I First off I hope everyone had a nice 3 day holiday week. As you know the US cash markets are closed today in honor of Dr King.
Otherwise a few weeks ago I identified the energy and banks/financial sectors as low risk trade opportunities because of bullish symmetry breaks that had occurred, as well as other fundamental information. This year XLE energy ETF is up 16.25% and last year it outperformed the market gaining 53.3%. I think this year we'll also see the energy and commodity area outperform, especially the energy sector, given the lack of re-investment over that last 6/7 years due to the political environment green movement.
Again XLE energy ETF is already up 16.25% for the year, while the bank sector is up 11.25%. Contrast this to $PX, which is down -2.2% and the Nasdaq, which is -4.8% for the year. This year I believe we'll continue to see a rotation out of high growth tech (out of stocks with super high multiples) and into more value.

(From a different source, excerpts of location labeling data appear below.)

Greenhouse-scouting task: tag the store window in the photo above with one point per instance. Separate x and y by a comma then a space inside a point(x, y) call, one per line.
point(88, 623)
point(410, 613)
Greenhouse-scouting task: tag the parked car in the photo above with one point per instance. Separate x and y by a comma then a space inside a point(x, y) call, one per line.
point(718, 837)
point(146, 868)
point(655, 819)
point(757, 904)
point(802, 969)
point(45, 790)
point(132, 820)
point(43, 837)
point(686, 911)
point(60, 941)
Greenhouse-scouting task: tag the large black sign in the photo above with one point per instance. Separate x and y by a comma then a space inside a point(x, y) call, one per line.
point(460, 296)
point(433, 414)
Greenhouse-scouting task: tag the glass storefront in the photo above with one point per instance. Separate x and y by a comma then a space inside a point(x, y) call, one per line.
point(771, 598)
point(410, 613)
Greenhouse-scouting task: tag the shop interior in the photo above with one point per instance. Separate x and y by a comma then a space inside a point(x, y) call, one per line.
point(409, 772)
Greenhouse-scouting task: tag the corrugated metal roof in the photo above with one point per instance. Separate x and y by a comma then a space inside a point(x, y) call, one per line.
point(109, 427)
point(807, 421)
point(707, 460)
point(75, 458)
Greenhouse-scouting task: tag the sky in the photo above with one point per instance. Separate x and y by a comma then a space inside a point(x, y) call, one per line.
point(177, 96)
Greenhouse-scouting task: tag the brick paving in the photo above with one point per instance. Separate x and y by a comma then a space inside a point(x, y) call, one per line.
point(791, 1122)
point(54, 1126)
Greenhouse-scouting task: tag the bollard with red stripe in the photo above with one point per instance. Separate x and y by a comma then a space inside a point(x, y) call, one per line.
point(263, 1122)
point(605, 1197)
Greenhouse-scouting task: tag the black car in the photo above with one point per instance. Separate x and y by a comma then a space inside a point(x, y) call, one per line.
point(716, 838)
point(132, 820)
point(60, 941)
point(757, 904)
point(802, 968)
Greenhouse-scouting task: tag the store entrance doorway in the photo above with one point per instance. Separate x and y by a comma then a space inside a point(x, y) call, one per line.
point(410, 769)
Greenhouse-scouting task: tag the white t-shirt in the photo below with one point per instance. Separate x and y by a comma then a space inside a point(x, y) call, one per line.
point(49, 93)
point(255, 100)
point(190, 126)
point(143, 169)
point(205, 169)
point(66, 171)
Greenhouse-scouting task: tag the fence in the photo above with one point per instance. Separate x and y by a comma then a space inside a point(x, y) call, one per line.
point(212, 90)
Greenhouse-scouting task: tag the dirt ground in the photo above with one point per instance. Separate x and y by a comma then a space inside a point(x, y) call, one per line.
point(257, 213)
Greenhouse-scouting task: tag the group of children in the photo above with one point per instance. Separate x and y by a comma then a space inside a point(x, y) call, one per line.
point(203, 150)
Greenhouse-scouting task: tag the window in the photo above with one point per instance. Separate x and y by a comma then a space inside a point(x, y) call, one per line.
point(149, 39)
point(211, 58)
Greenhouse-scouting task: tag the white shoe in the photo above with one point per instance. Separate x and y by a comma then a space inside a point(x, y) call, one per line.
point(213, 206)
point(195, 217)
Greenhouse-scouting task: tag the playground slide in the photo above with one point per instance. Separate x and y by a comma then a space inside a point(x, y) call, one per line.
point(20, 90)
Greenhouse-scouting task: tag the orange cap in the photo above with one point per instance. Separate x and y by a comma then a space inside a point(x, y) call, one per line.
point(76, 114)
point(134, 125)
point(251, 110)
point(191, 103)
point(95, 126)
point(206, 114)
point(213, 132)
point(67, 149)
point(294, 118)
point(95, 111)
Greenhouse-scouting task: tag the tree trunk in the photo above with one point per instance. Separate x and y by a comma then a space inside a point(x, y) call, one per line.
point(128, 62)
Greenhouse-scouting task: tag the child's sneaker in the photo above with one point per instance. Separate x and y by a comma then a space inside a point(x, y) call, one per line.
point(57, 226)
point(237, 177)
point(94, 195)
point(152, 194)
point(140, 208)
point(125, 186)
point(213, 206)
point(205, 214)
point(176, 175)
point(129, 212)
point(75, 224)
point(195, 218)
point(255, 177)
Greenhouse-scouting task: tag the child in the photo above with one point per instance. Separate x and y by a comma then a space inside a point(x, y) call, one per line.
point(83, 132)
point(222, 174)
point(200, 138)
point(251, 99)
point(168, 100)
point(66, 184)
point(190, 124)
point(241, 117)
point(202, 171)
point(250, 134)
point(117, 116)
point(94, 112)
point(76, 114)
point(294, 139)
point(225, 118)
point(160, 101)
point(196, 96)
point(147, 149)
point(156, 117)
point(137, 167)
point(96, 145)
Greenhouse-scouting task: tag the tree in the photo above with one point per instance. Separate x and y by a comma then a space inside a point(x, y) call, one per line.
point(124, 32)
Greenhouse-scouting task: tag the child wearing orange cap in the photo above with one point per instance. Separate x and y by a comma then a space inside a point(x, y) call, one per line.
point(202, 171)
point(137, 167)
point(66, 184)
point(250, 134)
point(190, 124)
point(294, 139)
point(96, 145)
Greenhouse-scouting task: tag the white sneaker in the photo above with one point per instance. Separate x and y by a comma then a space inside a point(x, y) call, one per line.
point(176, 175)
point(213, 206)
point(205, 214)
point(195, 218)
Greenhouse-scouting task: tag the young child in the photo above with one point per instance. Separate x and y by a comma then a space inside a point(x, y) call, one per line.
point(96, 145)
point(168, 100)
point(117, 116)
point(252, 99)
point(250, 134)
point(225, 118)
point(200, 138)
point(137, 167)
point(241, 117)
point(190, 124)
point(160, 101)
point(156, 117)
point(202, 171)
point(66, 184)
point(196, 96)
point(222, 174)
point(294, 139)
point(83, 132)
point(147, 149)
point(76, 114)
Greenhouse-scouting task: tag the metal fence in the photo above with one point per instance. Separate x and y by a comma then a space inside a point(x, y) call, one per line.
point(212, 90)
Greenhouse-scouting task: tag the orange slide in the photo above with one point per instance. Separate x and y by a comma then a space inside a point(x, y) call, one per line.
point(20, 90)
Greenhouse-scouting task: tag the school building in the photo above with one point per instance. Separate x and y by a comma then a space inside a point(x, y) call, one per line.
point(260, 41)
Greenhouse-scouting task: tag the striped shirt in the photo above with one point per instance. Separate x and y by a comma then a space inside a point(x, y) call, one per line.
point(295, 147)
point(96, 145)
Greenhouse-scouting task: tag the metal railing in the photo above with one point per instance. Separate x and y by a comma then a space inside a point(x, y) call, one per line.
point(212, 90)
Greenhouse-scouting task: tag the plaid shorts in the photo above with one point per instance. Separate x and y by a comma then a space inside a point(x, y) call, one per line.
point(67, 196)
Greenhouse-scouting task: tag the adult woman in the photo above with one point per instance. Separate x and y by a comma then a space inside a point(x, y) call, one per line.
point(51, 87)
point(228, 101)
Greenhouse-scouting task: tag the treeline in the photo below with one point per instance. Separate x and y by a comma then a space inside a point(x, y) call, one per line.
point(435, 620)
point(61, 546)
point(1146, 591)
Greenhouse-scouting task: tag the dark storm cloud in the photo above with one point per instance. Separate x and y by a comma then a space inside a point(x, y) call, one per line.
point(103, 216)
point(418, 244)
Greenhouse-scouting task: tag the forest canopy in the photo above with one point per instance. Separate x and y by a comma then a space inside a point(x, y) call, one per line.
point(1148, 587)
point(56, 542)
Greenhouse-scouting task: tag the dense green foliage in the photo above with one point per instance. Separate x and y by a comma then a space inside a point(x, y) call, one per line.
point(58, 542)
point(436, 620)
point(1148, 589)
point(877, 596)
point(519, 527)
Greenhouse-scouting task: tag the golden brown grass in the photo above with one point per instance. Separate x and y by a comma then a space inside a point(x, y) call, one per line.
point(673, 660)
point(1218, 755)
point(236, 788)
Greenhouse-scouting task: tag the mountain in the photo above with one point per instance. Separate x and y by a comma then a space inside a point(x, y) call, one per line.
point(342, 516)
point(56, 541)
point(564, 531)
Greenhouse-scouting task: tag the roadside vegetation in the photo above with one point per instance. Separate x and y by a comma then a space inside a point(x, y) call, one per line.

We've already seen a hidden bear market under the surface with 40% of the stocks in the Nasdaq down 50% or more from their 52 week highs. We started seeing troubling signs in the breadth indicators late last summer and in early November.
Short term the market is near a support - I think we either rally from here or we could get a quick break down flush and then bottom. Earnings season is upon us and normally the market holds up pretty well during earnings season, will that be the case once again or not?